Role of the learning environment

An effective learning environment is characterized by a pronounced error culture, or as it is called on Google: “Post mortem culture". What's this? In short, it is a learning from mistakes. Errors must be the focus of constructive discussions in order to offer starting points for changes. But what must the corporate climate be like so that team members like to admit mistakes and discuss them with others?

In science, one would say there must be an atmosphere of psychological security (Edmondson, 1999; more information too here). In a psychologically safe environment, you are ready to take risks and make mistakes because you are not afraid of being punished. A Google study shows that the effectiveness of teams depends very much on the perceived psychological security. In order to establish such a climate, a room must be offered in which the mistakes can be discussed. If you are interested in how Echometer helps to create this atmosphere in the team, have a look here past. So we come to the second point: concrete learning processes must be initiated.

Initiation of targeted learning processes

The integration of continuous learning processes in the corporate culture is facilitated if learning is part of everyday business routine (Garvin, Edmonson & Gino, 2008). This routine can take the form of, for example, in a learning organization "retrospectives" occur. After each project is completed, you are asked what went well and what went wrong. Another important question is how to learn from the mistakes that have been made in order to work more effectively in the future. The space for discussing mistakes has now been created. You have never worked with retros? Please try it out our tool once out.

At best, the insights from the retrospectives not only remain within the team, but are shared by the team members with other employees of the company (Serrat, 2017).

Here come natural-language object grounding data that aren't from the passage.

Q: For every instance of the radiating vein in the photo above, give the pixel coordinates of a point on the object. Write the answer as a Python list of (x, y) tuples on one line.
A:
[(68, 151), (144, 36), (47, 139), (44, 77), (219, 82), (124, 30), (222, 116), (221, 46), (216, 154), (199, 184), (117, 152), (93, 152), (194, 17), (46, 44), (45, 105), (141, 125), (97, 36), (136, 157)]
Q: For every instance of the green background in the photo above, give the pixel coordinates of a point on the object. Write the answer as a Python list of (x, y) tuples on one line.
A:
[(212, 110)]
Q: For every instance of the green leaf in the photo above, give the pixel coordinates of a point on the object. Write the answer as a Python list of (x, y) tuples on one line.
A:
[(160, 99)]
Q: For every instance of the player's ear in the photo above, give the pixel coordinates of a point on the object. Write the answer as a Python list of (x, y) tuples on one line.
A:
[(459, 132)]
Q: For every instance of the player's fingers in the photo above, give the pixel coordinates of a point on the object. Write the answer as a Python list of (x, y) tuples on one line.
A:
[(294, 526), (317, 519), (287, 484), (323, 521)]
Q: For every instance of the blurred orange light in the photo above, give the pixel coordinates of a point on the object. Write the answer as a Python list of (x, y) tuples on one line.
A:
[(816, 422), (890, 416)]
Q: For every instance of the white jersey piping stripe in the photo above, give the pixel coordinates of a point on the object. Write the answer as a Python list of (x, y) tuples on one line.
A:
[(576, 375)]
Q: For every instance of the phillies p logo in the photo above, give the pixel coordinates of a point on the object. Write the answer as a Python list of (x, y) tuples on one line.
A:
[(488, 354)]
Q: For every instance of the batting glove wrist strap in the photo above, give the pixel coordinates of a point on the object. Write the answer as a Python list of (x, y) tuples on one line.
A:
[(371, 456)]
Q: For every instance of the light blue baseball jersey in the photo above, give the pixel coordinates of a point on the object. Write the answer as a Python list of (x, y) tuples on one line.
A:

Again, the feeling of psychological security is crucial. It's one thing to experience this security at the team level, but to make employees feel comfortable talking about mistakes at the company level, we shouldn't forget the role model function of managers.

Learning leadership as a prerequisite for a learning organization

Managers who initiate open discussions signal that learning in the company is desirable. When they encourage their employees to ask questions such as "Why did you choose to do this?" Or "What alternatives did you think about?" Employees are more willing to contribute their opinions and learn from the behavior of others (Garvin, Edmonson & Gino, 2008).

The time and attention invested by the manager also motivates the employees to become part of the learning culture, as this enables the manager to show how much they care about the topic (Popper & Lipshitz, 2000).


A learning organization continuously adapts to internal and external changes. In order for these changes to be recognized and communicated, the right climate must first be created. The feeling of psychological security enables employees to speak openly about their mistakes so that the whole team can learn from them. If the learning continues to be supported by the example of the managers and established feedback routines, an “ultimate competitive advantage” can actually develop.


Craven, A. (2004). Embracing learning at GE: Lessons from the world's most successful conglomerate. Development and Learning in Organizations: An International Journal,18(2), 22-24.

Edmondson, A. (1999). Psychological Safety and Learning Behavior in Work Teams. Administrative Science Quarterly, 44(2), 350-383.

Garvin, DA, Edmondson, AC & Gino, F. (2008). Is yours a learning organization? Harvard Business Review, 89, 1-11.

Popper, M. & Lipshitz, R. (2000). Installing mechanisms and instilling values: the role of leaders in organizational learning. The Learning Organization7(3), 135-145.

Serrat, O. (2017). Building a learning organization. In Knowledge Solutions (pp. 57-67). Singapore: knight.